Skrawki dla Iriny. Waldemar Bawołek. Wydawnictwo Czarne, Wołowiec, 2022. Seria wydawnicza: Poza serią.
Cyniczny Bawołek w mistrzowskiej formie.
Powtarza się mantra, bo Stasiuk kiedyś powiedział: „Bawołek, ty tobyś chciał, żeby świat się od ciebie odpierdolił”. No chciałbym – odpowiedział pisarz.
Wszystko się zgadza.
Można by Was zalać morzem cytatów, oceanem bom motów. O niedoli pisarza, o miłości robociarza, a wypiekach na twarzy Rozalki.
Można by Was grillować Waszą obojętnością, obłudą, pozorną empatią. Magią Ciężkowic.
Można by także wyśmiać i wyszydzić polski światek wydawniczy, literacki.
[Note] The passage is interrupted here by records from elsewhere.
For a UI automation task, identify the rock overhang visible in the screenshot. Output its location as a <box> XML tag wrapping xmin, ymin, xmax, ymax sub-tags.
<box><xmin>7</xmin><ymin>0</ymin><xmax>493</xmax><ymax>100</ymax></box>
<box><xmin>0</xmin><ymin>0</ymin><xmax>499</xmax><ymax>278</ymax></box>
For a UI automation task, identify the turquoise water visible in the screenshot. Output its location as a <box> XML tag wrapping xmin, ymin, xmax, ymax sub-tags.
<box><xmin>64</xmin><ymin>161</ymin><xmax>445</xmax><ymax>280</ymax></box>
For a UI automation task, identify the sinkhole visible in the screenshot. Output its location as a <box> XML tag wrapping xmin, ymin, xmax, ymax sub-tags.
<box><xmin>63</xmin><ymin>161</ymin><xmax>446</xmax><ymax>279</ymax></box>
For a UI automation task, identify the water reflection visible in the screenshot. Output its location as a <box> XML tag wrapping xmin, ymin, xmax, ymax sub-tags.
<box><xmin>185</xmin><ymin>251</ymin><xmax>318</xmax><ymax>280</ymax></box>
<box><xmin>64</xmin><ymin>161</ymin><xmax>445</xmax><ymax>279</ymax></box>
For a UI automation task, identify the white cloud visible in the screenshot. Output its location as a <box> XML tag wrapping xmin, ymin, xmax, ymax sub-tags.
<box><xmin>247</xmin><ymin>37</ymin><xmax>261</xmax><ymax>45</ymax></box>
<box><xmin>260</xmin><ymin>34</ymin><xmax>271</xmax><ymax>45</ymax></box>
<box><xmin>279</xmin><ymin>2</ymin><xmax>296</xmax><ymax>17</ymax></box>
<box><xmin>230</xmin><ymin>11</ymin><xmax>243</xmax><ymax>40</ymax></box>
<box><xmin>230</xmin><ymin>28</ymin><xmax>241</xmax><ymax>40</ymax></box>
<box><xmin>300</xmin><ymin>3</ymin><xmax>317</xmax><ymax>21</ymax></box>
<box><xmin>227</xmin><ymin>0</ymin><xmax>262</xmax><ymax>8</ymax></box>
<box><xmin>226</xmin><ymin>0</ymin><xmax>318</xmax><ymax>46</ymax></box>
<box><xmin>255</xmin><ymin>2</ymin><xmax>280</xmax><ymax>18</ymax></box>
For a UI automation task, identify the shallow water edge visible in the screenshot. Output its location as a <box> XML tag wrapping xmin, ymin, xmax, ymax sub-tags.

Zamiast tej litanii proponuję przeczytanie nowej książki Waldemara Bawołka. Faceta, którego raz lubię, innym razem nie cierpię. Ale „Skrawki dla Iriny” to zrzucanie i zakładanie masek. Przecież o to (pozornie) chodzi w prozie.
Czytajcie „To”. Bo kpina, bo ironia, bo szyderstwo. Bo dobra epika! Swoisty Pamflet!
Mamy „tego” pełno; skrótów myślowych i haseł na murale. Ale żeby nie być gołosłownym, czytajcie to:
„Jak ja siebie nie szanuję, dlaczego nie chcę być pisarzem, dlaczego nie powiem wprost: podziwiajcie mnie, jestem pisarzem, jestem niezwykłym człowiekiem, gdyż widzę więcej niż wy wszyscy razem wzięci? Jeśli nie będę się szanował, to nikt nie będzie mnie szanował. Skąd ta niechęć do bycia kimś? Ta chęć bycia nikim? Albo kimś, albo nikim. Nic pomiędzy. Czuję, że gromada mnie chce, ale żebym do pożaru biegł, gdy zawyje syrena strażacka, żebym zajął się czymś konkretnym, mógłbym na przykład jakąś księgarenkę ze starymi książkami otworzyć, taki antykwariat, gdzie można by dostać egzemplarze po pięćdziesiąt groszy, albo mógłbym urzędować w gminie i codziennie przyjmować interesantów w najróżniejszych sprawach, chociażby to były same skargi i donosy”.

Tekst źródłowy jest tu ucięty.